Use a pipeline to run the Azure Databricks notebook

Now that you have created a linked service, you can use it in a pipeline to run the notebook you viewed previously.

Create a pipeline

  1. In Azure Data Factory Studio, in the navigation pane, select Author.
  2. On the Author page, in the Factory Resources pane, use the + icon to add a Pipeline.
  3. In the Properties pane for the new pipeline, change its name to Process Data with Databricks. Then use the Properties button (which looks similar to 🗏*) on the right end of the toolbar to hide the Properties pane.
  4. In the Activities pane, expand Databricks and drag a Notebook activity to the pipeline designer surface.
  5. With the new Notebook1 activity selected, set the following properties in the bottom pane:
    • General:
      • Name: Process Data
    • Azure Databricks:
      • Databricks linked service: Select the AzureDatabricks linked service you created previously
    • Settings:
      • Notebook path: Browse to the Users/your_user_name folder and select the Process-Data notebook
      • Base parameters: Add a new parameter named folder with the value product_data
  6. Use the Validate button above the pipeline designer surface to validate the pipeline. Then use the Publish all button to publish (save) it.

Run the pipeline

  1. Above the pipeline designer surface, select Add trigger, and then select Trigger now.
  2. In the Pipeline run pane, select OK to run the pipeline.
  3. In the navigation pane on the left, select Monitor and observe the Process Data with Databricks pipeline on the Pipeline runs tab. It may take a while to run as it dynamically creates a Spark cluster and runs the notebook. You can use the ↻ Refresh button on the Pipeline runs page to refresh the status.

    Note: If your pipeline fails, your subscription may have insufficient quota in the region where your Azure Databricks workspace is provisioned to create a job cluster. See CPU core limit prevents cluster creation for details. If this happens, you can try deleting your workspace and creating a new one in a different region. You can specify a region as a parameter for the setup script like this: ./setup.ps1 eastus

  4. When the run succeeds, select its name to view the run details. Then, on the Process Data with Databricks page, in the Activity Runs section, select the Process Data activity and use its output icon to view the output JSON from the activity, which should resemble this:
     {
         "runPageUrl": "https://adb-..../run/...",
         "runOutput": "dbfs:/product_data/products.csv",
         "effectiveIntegrationRuntime": "AutoResolveIntegrationRuntime (East US)",
         "executionDuration": 61,
         "durationInQueue": {
             "integrationRuntimeQueue": 0
         },
         "billingReference": {
             "activityType": "ExternalActivity",
             "billableDuration": [
                 {
                     "meterType": "AzureIR",
                     "duration": 0.03333333333333333,
                     "unit": "Hours"
                 }
             ]
         }
     }
    
  5. Note the runOutput value, which is the path variable to which the notebook saved the data.

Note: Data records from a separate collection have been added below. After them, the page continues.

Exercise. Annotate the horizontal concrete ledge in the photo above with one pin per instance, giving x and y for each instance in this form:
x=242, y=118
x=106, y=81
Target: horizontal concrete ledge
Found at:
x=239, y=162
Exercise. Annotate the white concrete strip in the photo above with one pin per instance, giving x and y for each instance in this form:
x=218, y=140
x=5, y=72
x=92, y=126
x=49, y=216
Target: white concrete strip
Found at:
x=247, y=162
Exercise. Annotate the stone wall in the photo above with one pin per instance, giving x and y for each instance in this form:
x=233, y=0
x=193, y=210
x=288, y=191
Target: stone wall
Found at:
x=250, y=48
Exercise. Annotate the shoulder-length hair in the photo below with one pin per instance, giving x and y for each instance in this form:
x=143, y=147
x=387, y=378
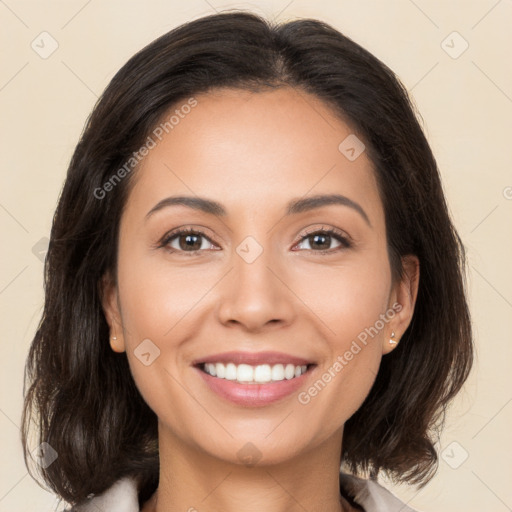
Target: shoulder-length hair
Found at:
x=87, y=406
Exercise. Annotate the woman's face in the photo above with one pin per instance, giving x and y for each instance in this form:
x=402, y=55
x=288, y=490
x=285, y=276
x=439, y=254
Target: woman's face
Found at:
x=255, y=278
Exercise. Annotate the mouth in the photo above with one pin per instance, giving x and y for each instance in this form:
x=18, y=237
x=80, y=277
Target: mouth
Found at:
x=254, y=379
x=254, y=374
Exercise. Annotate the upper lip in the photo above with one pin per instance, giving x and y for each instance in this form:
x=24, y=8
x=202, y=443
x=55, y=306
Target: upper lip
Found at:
x=253, y=358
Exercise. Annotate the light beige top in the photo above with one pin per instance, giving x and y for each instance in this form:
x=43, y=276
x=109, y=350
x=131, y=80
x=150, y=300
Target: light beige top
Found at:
x=370, y=495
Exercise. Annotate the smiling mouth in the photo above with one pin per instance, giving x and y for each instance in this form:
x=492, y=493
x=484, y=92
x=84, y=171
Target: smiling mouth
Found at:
x=254, y=374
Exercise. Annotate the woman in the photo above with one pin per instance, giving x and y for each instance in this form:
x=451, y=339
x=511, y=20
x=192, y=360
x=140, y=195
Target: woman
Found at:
x=252, y=282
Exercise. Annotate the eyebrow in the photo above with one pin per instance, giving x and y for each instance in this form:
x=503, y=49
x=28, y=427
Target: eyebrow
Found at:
x=294, y=207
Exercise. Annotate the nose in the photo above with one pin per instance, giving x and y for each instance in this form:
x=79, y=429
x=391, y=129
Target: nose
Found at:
x=255, y=295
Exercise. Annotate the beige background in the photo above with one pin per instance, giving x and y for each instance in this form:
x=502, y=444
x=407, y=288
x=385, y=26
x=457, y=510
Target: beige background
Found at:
x=466, y=105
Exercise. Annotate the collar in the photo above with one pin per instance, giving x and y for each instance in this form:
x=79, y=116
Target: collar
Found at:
x=369, y=494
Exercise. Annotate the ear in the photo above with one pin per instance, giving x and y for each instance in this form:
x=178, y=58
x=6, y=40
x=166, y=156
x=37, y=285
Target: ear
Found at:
x=402, y=301
x=110, y=305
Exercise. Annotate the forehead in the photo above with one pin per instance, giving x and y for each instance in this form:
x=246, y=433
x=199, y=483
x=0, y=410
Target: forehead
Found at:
x=249, y=150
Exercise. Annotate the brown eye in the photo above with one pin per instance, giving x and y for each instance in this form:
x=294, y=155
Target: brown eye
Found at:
x=186, y=240
x=321, y=240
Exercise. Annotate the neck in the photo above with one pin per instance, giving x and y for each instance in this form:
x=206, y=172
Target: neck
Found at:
x=192, y=480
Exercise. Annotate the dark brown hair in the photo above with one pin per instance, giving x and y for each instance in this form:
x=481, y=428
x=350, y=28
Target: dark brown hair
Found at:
x=86, y=404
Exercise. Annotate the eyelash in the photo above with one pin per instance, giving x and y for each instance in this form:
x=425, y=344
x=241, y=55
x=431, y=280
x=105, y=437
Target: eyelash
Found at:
x=332, y=232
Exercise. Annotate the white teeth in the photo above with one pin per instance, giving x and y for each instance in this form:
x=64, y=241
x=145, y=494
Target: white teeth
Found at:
x=259, y=374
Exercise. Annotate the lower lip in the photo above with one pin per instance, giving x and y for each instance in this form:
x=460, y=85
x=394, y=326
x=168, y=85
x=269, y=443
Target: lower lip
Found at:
x=254, y=395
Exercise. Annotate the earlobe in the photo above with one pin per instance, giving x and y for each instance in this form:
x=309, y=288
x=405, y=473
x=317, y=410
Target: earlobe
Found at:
x=404, y=294
x=109, y=302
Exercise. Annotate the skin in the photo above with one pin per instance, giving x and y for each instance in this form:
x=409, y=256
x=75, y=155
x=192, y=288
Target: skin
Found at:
x=253, y=152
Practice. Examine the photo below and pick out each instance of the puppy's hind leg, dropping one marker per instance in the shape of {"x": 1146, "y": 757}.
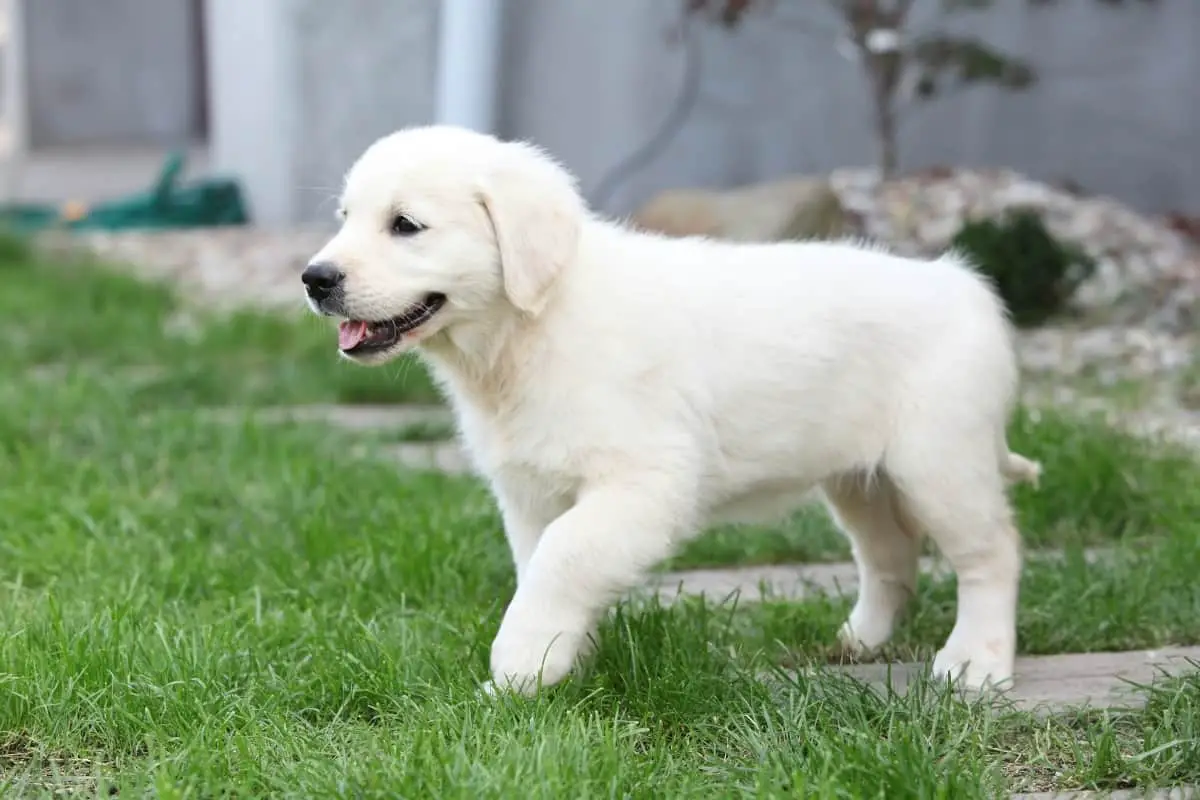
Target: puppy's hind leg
{"x": 886, "y": 551}
{"x": 952, "y": 483}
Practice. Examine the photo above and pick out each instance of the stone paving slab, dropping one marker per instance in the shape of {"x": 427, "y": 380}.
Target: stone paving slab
{"x": 1177, "y": 793}
{"x": 796, "y": 581}
{"x": 1062, "y": 681}
{"x": 349, "y": 416}
{"x": 442, "y": 456}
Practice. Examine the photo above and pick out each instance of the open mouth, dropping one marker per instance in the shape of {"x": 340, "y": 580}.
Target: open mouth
{"x": 360, "y": 336}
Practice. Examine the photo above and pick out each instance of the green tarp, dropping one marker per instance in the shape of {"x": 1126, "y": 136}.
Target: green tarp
{"x": 167, "y": 204}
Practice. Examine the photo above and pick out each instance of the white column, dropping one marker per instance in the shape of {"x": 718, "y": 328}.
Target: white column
{"x": 468, "y": 62}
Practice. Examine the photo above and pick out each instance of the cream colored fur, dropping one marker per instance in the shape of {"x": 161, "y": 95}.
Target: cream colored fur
{"x": 619, "y": 391}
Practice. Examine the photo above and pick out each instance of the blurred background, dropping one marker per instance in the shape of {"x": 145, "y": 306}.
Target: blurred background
{"x": 283, "y": 94}
{"x": 1056, "y": 142}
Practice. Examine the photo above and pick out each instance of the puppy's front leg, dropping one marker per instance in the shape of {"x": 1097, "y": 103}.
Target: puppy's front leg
{"x": 526, "y": 513}
{"x": 586, "y": 559}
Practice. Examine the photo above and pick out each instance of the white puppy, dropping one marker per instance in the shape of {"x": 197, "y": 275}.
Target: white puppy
{"x": 621, "y": 391}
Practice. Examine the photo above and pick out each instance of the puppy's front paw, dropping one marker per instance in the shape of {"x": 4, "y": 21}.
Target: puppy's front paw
{"x": 527, "y": 655}
{"x": 976, "y": 666}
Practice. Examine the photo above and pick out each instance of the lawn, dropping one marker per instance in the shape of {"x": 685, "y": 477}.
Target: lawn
{"x": 195, "y": 608}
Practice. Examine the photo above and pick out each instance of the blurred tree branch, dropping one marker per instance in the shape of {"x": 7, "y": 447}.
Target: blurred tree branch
{"x": 900, "y": 68}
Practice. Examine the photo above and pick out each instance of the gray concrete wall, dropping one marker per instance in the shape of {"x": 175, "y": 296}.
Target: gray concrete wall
{"x": 1117, "y": 108}
{"x": 103, "y": 72}
{"x": 298, "y": 88}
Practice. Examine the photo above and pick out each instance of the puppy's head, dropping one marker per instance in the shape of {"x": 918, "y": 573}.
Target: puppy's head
{"x": 442, "y": 227}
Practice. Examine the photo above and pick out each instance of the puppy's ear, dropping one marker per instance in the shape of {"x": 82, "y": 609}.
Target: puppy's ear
{"x": 537, "y": 214}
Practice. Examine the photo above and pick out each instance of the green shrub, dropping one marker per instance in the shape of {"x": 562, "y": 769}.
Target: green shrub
{"x": 1035, "y": 272}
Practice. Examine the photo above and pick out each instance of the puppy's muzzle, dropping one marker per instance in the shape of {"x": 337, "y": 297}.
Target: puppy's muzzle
{"x": 323, "y": 284}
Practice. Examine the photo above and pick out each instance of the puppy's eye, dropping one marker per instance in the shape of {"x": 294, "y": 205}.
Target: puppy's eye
{"x": 405, "y": 226}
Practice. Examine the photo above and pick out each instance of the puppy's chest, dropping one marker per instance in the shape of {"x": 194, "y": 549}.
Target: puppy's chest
{"x": 527, "y": 443}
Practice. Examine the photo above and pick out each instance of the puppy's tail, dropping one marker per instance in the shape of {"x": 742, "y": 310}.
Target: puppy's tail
{"x": 1019, "y": 469}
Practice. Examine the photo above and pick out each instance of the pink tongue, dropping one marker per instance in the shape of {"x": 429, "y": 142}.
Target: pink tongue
{"x": 351, "y": 334}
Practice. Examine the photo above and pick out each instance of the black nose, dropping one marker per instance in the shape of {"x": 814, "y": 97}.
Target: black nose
{"x": 321, "y": 280}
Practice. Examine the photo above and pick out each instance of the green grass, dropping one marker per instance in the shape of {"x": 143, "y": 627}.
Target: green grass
{"x": 192, "y": 608}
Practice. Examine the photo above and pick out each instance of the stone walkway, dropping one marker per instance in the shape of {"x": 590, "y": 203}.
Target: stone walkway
{"x": 1180, "y": 793}
{"x": 1057, "y": 683}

Delete Azure Databricks resources

Now you’ve finished exploring Azure Data Factory integration with Azure Databricks, you must delete the resources you’ve created to avoid unnecessary Azure costs and free up capacity in your subscription.

  1. Close the Azure Databricks workspace and Azure Data Factory studio browser tabs and return to the Azure portal.
  2. On the Azure portal, on the Home page, select Resource groups.
  3. Select the dp203-xxxxxxx resource group containing your Azure Databricks and Azure Data Factory workspace (not the managed resource group).
  4. At the top of the Overview page for your resource group, select Delete resource group.
  5. Enter the resource group name to confirm you want to delete it, and select Delete.

    After a few minutes, your resource group and the managed workspace resource group associated with it will be deleted.